TBAA Revisited

My original post about alias analysis had some issues, which I clarify and modify the algorithm to handle.

The Problem

There are two major issues with the algorithm I described. The first is that LLVM's TBAA is not flow-sensitive. This means that given two non-aliasing pointers, it assumes that they never, ever impose or imposed a memory dependence on each other. On the other hand, Rust's borrowing rules are flow sensitive. In practice, this means that loads and stores with non-aliasing TBAA tags can be freely reordered with respect to each other. I could not convince LLVM to misoptimize some simple examples of TBAA, but it supposedly does some extra analysis to make sure TBAA-annotated load/stores don't actually alias so that incorrect C programs don't misoptimize. This was pointed out by a kind soul on reddit.

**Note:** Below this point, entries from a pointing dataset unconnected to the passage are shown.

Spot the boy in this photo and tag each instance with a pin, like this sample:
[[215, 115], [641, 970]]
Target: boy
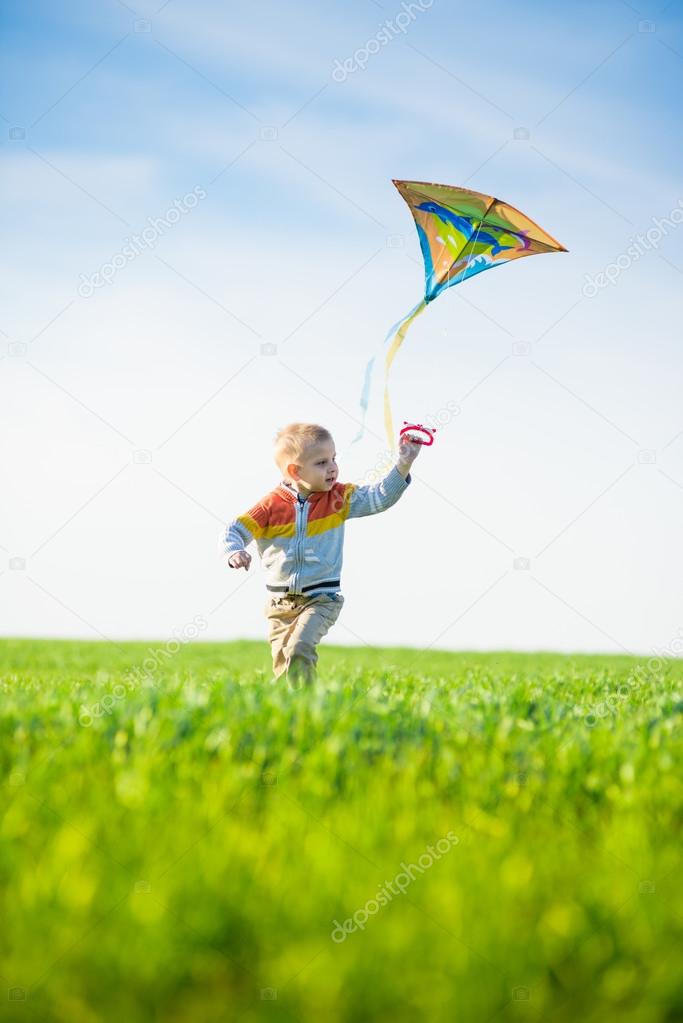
[[299, 531]]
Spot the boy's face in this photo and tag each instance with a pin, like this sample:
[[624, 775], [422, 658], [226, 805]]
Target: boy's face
[[317, 470]]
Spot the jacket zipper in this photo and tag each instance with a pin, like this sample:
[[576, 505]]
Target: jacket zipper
[[302, 516]]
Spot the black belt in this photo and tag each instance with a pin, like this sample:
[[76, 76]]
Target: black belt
[[304, 589]]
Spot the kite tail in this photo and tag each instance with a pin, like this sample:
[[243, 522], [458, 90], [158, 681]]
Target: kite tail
[[396, 345], [398, 331]]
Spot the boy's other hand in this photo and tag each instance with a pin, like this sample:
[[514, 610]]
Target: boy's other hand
[[240, 560]]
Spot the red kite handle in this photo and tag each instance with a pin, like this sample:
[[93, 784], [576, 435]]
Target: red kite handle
[[410, 427]]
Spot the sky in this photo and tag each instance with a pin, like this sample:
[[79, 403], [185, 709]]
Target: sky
[[255, 145]]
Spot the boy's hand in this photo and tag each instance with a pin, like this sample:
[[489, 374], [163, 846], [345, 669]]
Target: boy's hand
[[240, 560], [408, 451]]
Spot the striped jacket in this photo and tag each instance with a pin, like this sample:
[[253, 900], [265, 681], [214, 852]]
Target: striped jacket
[[301, 539]]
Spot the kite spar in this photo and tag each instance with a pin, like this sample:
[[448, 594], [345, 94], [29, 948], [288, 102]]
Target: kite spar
[[461, 232]]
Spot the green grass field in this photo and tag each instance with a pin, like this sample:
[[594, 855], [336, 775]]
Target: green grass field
[[178, 848]]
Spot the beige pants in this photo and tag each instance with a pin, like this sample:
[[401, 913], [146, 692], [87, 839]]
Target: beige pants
[[296, 626]]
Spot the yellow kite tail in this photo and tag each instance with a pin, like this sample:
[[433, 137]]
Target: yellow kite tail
[[395, 346]]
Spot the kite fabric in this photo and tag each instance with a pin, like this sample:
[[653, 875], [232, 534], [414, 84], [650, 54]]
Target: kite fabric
[[461, 232]]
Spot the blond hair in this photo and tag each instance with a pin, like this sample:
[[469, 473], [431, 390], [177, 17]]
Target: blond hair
[[292, 441]]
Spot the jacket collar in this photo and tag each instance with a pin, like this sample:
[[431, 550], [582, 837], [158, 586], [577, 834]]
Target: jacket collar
[[292, 494]]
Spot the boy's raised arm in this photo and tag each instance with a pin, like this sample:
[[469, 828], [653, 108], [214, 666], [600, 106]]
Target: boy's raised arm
[[380, 496]]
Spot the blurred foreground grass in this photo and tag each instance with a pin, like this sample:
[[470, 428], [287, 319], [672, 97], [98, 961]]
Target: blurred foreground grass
[[179, 848]]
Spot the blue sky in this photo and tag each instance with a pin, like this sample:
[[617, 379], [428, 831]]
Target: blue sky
[[110, 112]]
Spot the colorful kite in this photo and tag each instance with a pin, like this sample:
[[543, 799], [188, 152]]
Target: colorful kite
[[461, 233]]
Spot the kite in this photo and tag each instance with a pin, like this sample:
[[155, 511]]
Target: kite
[[461, 232]]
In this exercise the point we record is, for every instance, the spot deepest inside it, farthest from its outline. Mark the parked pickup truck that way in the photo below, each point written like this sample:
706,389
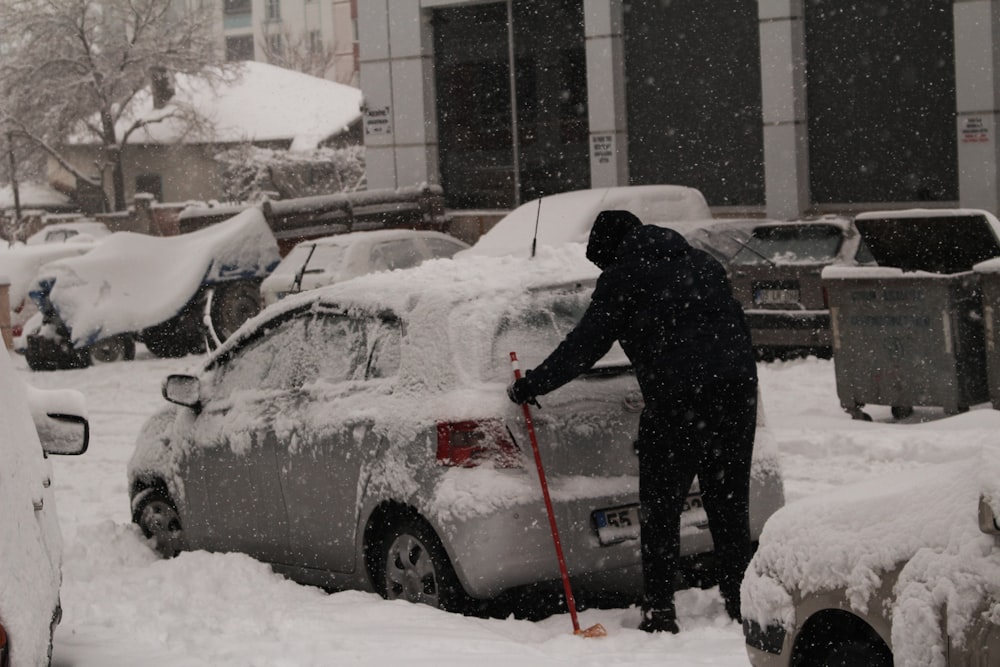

Another problem is that the algorithm ignores types which have an unsafe interior. The Unsafe<T> type can be used to get a mutable reference out of an immutable one. The RefCell type wraps this to provide the same semantics that the borrow checker usually provides, but it does return a &mut from a & that can then modify the contents of the previous &. This is fine, but violates the TBAA rules I laid out earlier. A previous revision of them handled this, but got lost during one of the redesigns.

New Rules

Given this, we need only change the rules slightly:

!N   = metadata !{ metadata !"&T", metadata !REFERENCE }
!N+1 = metadata !{ metadata !"&mut T", metadata !N }

That is, &mut T and &T may alias. In practice, I think us putting noalias on &mut T function arguments will recover most of the aliasing information. A custom AliasAnalysis pass will be needed for precise aliasing information, but as cwzwarich pointed out, it will be difficult to retain the original type-system information across IR transformations. A quest for another day.